O dicionário vai dizer de onde vem a palavra bruxo ou bruxa. Mas nenhum vai informar sobre o seu significado profundo.
Quem fez isso foram os antropólogos que — a partir de 1934, com a publicação do livro de E. E. Evans-Pritchard sobre os azande (um povo do sul do Sudão) — revelaram como a “bruxaria” é um idioma destinado a explicar infortúnios e acidentes, exibindo suas causas finais. O “porque” o desastre foi ocorrer justamente com os nossos filhos, e não com os dos nossos vizinhos ou desafetos.
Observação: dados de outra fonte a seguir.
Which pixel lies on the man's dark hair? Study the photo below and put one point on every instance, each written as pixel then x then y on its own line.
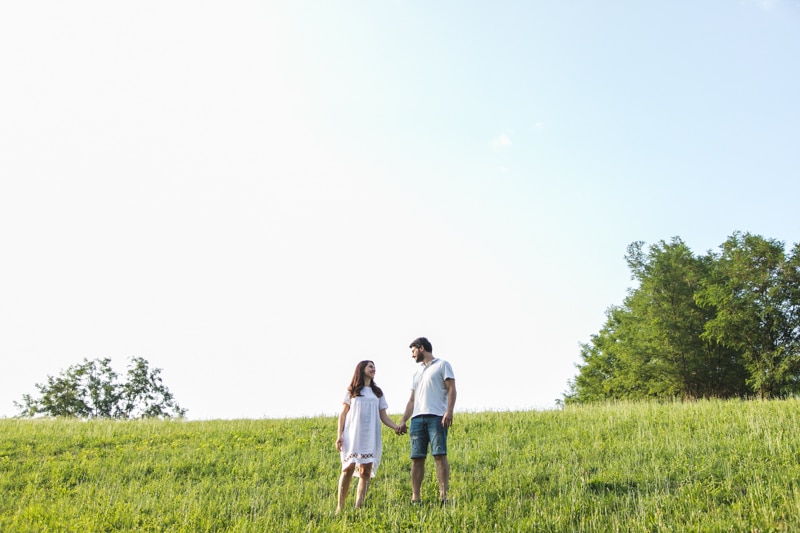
pixel 423 343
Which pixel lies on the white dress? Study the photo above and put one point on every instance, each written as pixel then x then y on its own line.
pixel 361 438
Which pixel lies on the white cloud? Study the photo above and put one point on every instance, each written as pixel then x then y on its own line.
pixel 501 141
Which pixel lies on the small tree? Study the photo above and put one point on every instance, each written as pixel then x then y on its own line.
pixel 91 390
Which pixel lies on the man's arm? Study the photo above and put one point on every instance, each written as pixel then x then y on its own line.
pixel 450 385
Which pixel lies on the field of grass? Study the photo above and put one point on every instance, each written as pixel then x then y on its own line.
pixel 703 466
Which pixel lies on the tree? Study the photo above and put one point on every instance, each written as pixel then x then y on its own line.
pixel 653 344
pixel 91 390
pixel 754 289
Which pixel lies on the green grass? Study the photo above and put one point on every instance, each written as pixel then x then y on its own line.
pixel 703 466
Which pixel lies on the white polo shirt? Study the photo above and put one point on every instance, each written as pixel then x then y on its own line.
pixel 430 394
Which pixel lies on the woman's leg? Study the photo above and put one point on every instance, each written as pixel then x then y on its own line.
pixel 344 485
pixel 365 473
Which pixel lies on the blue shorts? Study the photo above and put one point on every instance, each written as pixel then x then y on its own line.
pixel 427 429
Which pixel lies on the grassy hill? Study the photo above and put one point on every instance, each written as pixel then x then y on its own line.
pixel 704 466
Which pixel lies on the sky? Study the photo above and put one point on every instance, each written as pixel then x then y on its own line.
pixel 255 196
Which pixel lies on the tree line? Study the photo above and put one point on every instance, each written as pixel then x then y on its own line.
pixel 92 389
pixel 722 324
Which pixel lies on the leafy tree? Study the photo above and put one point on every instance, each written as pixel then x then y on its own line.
pixel 91 390
pixel 754 290
pixel 653 344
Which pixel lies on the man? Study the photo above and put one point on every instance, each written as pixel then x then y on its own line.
pixel 430 408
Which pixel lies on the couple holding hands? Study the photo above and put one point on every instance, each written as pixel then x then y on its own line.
pixel 430 410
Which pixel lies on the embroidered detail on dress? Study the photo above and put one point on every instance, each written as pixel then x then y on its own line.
pixel 360 456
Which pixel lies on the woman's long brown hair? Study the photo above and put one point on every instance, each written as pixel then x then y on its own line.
pixel 357 383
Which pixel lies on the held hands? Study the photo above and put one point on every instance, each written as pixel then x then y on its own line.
pixel 447 420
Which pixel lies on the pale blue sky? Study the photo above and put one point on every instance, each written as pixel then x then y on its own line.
pixel 254 196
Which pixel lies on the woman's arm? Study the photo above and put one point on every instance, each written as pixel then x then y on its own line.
pixel 340 426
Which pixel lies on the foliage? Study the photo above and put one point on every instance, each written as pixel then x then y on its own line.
pixel 694 466
pixel 91 390
pixel 717 325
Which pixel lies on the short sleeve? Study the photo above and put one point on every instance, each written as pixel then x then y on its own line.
pixel 447 371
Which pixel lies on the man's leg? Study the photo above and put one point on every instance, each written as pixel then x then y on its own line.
pixel 417 473
pixel 442 475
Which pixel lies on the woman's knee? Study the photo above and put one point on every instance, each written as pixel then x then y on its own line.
pixel 365 469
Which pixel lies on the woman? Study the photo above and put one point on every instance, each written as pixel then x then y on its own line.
pixel 359 432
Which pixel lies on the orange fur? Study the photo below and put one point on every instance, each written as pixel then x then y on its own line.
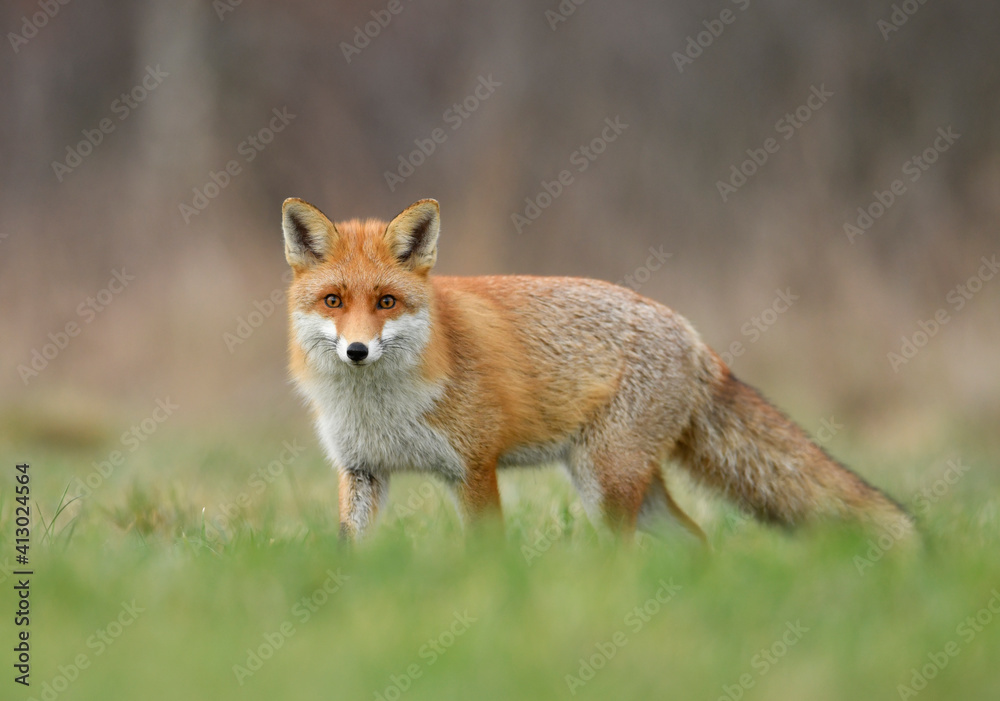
pixel 467 375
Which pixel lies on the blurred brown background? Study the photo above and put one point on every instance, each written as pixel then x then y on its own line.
pixel 228 67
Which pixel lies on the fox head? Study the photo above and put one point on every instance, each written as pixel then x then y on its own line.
pixel 360 295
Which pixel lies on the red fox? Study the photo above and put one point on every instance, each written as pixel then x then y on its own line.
pixel 461 376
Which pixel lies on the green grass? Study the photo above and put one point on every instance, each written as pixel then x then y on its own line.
pixel 474 615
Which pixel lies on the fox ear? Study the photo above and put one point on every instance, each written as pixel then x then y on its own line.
pixel 309 235
pixel 412 235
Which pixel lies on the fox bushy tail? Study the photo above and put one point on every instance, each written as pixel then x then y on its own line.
pixel 741 445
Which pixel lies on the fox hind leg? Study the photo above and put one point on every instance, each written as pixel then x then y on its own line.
pixel 659 508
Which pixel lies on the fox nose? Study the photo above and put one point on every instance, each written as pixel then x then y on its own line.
pixel 357 352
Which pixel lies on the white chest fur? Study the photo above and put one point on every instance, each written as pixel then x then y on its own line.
pixel 372 417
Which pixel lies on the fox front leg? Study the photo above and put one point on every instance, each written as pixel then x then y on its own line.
pixel 361 495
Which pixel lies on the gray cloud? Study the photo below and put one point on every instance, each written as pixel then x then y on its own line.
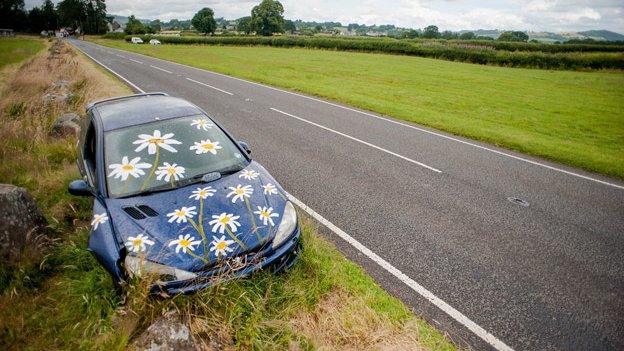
pixel 536 15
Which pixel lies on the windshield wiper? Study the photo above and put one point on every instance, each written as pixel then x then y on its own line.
pixel 204 178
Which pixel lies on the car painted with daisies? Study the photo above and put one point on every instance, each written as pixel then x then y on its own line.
pixel 177 198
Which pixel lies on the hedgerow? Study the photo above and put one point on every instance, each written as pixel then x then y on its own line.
pixel 469 51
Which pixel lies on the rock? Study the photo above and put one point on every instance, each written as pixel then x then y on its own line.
pixel 167 333
pixel 50 97
pixel 21 221
pixel 67 128
pixel 60 84
pixel 68 117
pixel 66 124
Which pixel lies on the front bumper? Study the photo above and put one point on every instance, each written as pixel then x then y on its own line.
pixel 278 260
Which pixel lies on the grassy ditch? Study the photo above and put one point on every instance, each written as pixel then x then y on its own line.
pixel 15 50
pixel 576 118
pixel 61 299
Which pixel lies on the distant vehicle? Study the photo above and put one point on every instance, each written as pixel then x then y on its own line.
pixel 177 198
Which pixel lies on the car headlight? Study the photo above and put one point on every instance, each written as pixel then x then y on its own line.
pixel 287 226
pixel 137 266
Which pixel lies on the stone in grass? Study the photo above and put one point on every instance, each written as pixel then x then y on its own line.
pixel 51 97
pixel 21 221
pixel 60 84
pixel 65 125
pixel 167 333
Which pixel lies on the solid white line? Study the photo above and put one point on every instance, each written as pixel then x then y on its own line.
pixel 399 123
pixel 458 316
pixel 162 69
pixel 209 86
pixel 448 309
pixel 134 86
pixel 359 140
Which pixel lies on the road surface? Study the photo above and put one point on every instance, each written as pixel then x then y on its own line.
pixel 498 249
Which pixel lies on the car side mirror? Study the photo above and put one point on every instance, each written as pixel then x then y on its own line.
pixel 245 147
pixel 79 188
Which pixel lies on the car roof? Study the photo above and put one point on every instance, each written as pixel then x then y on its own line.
pixel 138 109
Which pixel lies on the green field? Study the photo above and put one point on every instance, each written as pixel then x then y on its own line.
pixel 56 296
pixel 576 118
pixel 14 50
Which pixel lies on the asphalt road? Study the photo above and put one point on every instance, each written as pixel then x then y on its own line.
pixel 549 275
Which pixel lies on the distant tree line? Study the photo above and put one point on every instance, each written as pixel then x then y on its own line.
pixel 89 15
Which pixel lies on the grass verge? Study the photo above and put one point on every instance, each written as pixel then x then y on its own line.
pixel 15 50
pixel 576 118
pixel 63 299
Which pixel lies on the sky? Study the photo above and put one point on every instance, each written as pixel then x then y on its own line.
pixel 527 15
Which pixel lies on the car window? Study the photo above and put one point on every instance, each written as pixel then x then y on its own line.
pixel 164 154
pixel 89 154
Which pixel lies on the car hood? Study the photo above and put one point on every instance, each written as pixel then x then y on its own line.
pixel 148 227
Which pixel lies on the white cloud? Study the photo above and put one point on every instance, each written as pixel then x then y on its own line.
pixel 537 15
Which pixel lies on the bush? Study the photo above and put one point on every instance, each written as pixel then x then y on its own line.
pixel 481 52
pixel 113 35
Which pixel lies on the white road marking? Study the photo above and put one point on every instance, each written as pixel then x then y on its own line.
pixel 458 316
pixel 209 86
pixel 448 309
pixel 134 86
pixel 162 69
pixel 501 153
pixel 359 140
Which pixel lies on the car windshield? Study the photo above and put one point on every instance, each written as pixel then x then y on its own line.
pixel 167 154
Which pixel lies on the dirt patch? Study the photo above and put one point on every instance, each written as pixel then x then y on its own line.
pixel 342 321
pixel 27 114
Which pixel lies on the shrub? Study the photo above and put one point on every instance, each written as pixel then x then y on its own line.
pixel 480 52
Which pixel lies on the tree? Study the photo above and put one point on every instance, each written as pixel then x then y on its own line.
pixel 50 15
pixel 513 36
pixel 156 25
pixel 411 34
pixel 12 14
pixel 289 26
pixel 243 24
pixel 204 22
pixel 96 17
pixel 467 36
pixel 268 17
pixel 431 32
pixel 36 21
pixel 134 26
pixel 72 13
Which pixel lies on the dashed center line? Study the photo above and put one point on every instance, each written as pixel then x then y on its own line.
pixel 161 69
pixel 209 86
pixel 360 141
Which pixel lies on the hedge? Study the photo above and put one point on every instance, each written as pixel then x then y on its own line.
pixel 471 51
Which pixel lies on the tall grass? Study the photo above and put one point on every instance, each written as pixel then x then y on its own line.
pixel 66 301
A aceitação do acaso como um fenômeno não intencional é um problema no universo humano, obcecado com equilíbrios, retribuições e motivos moralmente ancorados. Afinal, o tamanho do infortúnio deve ter alguma relação com a pessoa afetada. Se existe responsabilidade nas nossas vidas, por que não haveria também nos acidentes?
Se o pai é superior, ele, em contrapartida, tem mais deveres e muito mais culpa como doador de rumos e exemplos do que o filho. É o tal domínio do fato que a teoria dos papéis sociais desvenda em socioantropologia.
Diante do desastre, somos levados ao doloroso processo de suspeitar o inocente da inocência; ou procurar o bruxo produtor da feitiçaria que coloca em dúvida a plausibilidade moral do mundo.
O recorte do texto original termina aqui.